The company may face similar scrutiny in other regions. Even so, that doesn’t mean people are no longer allowed to stake cryptocurrencies. The move prevents centralized exchanges from exerting too much control over user assets. Locking people into the exchange ecosystem through solutions like staking creates more custodial control. Unfortunately, that has never benefited the crypto user, as there are too many trade-offs. 

With Kraken settling with the SEC pretty quickly, other service providers may follow suit. The US government purposefully wants to set itself back a few steps in cryptocurrency adoption. That is an odd choice, given the current economic climate. Moreover, many wonder why the SEC wants to go after Kraken over its staking service. The same agency failed to prevent FTX from collapsing and its owner from stealing millions of dollars. 

That said, other exchanges operating in the US are on high alert. Firms like Coinbase also provide staking support. They may either adjust the service or remove it altogether. That has not been confirmed, but it seems a likely outcome if the SEC aims to become more aggressive.

However, Kraken didn’t register its staking-as-a-service product, whereas other companies may have. It will be interesting to see what comes of this scrutiny by the SEC. 

The more prominent topic is how crypto staking hasn’t become illegal. Users can still move crypto assets to a self-custody wallet and engage in staking through the network.
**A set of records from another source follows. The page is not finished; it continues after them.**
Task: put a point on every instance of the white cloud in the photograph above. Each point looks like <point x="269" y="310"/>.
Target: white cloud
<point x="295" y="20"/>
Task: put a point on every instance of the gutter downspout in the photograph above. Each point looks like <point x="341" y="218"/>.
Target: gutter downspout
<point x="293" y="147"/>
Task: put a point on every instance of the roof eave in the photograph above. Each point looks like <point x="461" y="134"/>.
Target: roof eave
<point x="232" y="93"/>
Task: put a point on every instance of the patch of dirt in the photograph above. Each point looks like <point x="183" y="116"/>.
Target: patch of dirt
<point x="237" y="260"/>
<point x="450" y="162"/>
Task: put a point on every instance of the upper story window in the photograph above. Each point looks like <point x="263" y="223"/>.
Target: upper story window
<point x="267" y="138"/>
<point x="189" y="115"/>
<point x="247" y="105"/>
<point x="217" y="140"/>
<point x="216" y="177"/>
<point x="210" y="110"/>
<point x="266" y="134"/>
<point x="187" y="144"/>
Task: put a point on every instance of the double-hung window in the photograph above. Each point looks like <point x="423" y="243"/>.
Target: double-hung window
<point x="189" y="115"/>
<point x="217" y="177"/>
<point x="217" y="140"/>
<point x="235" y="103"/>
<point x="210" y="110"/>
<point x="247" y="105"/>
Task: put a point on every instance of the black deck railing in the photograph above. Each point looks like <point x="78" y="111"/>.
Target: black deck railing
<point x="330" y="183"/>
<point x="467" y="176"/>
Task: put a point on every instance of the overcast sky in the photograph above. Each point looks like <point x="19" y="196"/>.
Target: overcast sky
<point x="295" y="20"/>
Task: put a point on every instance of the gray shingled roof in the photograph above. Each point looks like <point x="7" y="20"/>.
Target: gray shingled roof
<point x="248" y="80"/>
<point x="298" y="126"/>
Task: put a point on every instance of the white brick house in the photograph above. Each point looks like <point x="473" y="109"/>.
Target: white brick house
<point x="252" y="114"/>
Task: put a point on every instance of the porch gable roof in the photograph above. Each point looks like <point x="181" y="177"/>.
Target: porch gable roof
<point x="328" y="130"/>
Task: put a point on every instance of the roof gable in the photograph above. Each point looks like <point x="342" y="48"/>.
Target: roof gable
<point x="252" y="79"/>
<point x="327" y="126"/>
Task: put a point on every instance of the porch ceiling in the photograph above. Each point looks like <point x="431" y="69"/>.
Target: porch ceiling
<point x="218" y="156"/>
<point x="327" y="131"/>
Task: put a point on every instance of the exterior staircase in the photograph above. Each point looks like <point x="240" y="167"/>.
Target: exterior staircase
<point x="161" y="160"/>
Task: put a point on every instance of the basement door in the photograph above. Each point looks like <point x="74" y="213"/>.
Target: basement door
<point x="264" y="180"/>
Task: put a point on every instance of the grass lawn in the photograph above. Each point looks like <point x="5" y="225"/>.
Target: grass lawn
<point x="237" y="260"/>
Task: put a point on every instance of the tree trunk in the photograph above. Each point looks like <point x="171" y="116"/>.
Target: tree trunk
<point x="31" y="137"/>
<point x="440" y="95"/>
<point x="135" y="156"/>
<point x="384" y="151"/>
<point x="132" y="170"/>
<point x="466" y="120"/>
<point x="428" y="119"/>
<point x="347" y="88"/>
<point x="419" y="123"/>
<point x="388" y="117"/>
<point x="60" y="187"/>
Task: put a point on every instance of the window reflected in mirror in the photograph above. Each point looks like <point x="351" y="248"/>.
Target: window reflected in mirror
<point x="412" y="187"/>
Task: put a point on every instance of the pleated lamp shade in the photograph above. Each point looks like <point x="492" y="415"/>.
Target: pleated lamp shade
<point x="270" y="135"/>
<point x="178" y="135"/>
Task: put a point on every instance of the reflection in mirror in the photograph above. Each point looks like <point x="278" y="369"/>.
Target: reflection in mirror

That is the benefit of decentralized systems: centralized providers can be shut down, but that doesn’t invalidate the technology. If anything, it will lead to more decentralization for most PoS networks.

Users enjoy the convenience of centralized exchanges providing staking-as-a-service. They buy crypto on the platform, click a few buttons, and earn passive income. It is straightforward, and few people mind paying fees or not being in control of their funds. However, the SEC crackdown illustrates the need for self-custody in 2023 and beyond.

The SEC intends to look at any provider offering staking-as-a-service, lending, or “other means” to collect investors’ tokens. That leaves much to the imagination and may signify a more extensive crackdown on cryptocurrency in the United States.

Should that be the case, the industry will come out stronger. It does not rely on the US – or any other individual region – to remain relevant.